Finally, if you are genuinely wrong, then you should gladly change. For if you really seek the truth, you won’t allow your ego to get in the way—something scientists and philosophers in particular appreciate.

Ego and Fame

The ego is a funny thing: to some extent, a thing is only painful because you judge it to be painful, and think about how it’s going to be painful. If you make a mistake and then think “geez, what was I thinking? Now I’m going to suffer the consequences”, you will feel more pain. He emphasizes again and again that it is our opinions of things that cause us pain rather than the thing itself. More to the point, it is in our power to change our opinions (another theme commonly represented in the field of personal development).

This is not “the ego” in the sense of overt defence mechanisms, but a subtler point of what you pay attention to and let pass through you–reminiscent of Eastern spirituality and meditation. He says that we should not add anything to our sensations but merely let them pass over us. In order not to suffer, you shouldn’t think of things that you don’t have as much as what you do. Nor get attached to what you have, nor overvalue it. And you should not be offended by a person’s faults, since you yourself have faults just like everyone else, so don’t be conceited.

Among conceits, seeking fame is perhaps the greatest of all, despite that posthumous fame is worthless, Marcus argues. Firstly, even posthumous fame is short and fades away, so that even those who were great in their day quickly become unknown.

Secondly, even if you are ‘known’ for some short time, it is just a name, and perhaps a few acts–a shadow of the life that you actually lived.

Thirdly, future men and women will be just as they are now, not knowing who they are, nor having the leisure to care about those who have already passed away.

Fourthly, or perhaps three-and-a-half-ly, these people will themselves die also after their short while.

He comments that it is strange that people set a value on being known to posterity, to people they have never seen and will never see. If you seek fame, he says, let it be among your contemporaries.

A Quick Note: Where I Disagree

I suppose I should point out that I don’t agree with everything. He claims that no love of novelty is a virtue, that he is poor who needs another, that crimes of passion or desire are worse than those of anger, and I disagree with all of these things. He thinks it of paramount importance to consider how you would answer at the end of your life to the statement that you never wronged a person in deed or word, but I don’t.
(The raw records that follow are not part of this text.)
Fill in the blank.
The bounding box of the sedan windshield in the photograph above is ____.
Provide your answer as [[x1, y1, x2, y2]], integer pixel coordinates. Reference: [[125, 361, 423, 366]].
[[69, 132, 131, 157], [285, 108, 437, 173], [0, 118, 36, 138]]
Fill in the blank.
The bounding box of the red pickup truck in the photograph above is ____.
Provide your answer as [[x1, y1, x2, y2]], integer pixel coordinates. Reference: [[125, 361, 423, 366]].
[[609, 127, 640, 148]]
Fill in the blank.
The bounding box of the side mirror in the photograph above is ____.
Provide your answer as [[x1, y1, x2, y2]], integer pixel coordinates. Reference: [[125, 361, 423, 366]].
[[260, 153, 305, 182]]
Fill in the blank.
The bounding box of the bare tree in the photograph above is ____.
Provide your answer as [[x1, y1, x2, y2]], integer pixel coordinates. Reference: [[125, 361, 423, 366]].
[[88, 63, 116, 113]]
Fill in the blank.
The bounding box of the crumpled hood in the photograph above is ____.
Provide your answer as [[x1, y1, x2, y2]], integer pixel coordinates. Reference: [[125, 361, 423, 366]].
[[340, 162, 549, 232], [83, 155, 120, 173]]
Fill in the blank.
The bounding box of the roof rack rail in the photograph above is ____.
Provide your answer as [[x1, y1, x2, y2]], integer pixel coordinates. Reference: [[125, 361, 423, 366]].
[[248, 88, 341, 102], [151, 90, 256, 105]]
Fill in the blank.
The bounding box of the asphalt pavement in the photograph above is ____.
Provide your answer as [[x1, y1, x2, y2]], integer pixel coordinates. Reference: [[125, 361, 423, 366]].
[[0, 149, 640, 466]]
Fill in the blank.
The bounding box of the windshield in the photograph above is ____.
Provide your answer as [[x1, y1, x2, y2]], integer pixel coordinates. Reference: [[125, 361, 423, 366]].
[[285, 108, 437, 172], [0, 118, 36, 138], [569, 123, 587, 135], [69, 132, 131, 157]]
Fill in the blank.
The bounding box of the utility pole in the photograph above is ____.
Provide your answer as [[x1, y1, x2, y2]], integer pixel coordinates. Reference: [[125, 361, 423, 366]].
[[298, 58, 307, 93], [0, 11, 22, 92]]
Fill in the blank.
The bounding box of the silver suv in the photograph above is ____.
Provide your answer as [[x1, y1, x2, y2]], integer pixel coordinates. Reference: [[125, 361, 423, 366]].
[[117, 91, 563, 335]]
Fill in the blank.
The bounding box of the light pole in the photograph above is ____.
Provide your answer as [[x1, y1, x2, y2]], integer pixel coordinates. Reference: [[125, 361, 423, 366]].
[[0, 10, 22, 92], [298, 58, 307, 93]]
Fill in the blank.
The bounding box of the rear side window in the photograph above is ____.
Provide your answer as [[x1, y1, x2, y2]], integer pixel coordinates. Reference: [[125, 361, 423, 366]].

And most annoying of all, he believes, evidenced in at least a dozen places, that what happens is meant that way, and that no one is put in a situation they are unprepared by nature to deal with.

Marcus Aurelius Meditations quotes

“Waste no more time arguing about what a good man should be. Be one.”

Marcus Aurelius

“Do every act of your life as though it were the very last act of your life.”

Marcus Aurelius

“Look well into thyself; there is a source of strength which will always spring up if thou wilt always look.”

Marcus Aurelius

“When you arise in the morning, think of what a precious privilege it is to be alive — to breathe, to think, to enjoy, to love.”

Marcus Aurelius

“The universe is change; our life is what our thoughts make it.”

Marcus Aurelius

“You have power over your mind — not outside events. Realize this, and you will find strength.”

Marcus Aurelius

“Everything we hear is an opinion, not a fact. Everything we see is a perspective, not the truth.”

Marcus Aurelius

 “Very little is needed to make a happy life; it is all within yourself, in your way of thinking.”

Marcus Aurelius

“The best revenge is to be unlike him who performed the injury.”

Marcus Aurelius

“Let not your mind run on what you lack as much as on what you have already.”

Marcus Aurelius

“Be tolerant with others and strict with yourself.”

Marcus Aurelius


Despite these shortcomings, Marcus Aurelius has so much to say that I feel like I cheated him. I wish a blog post was more congenial to moving beyond general ideas, but truth be told, perhaps this is sufficient for all practical purposes.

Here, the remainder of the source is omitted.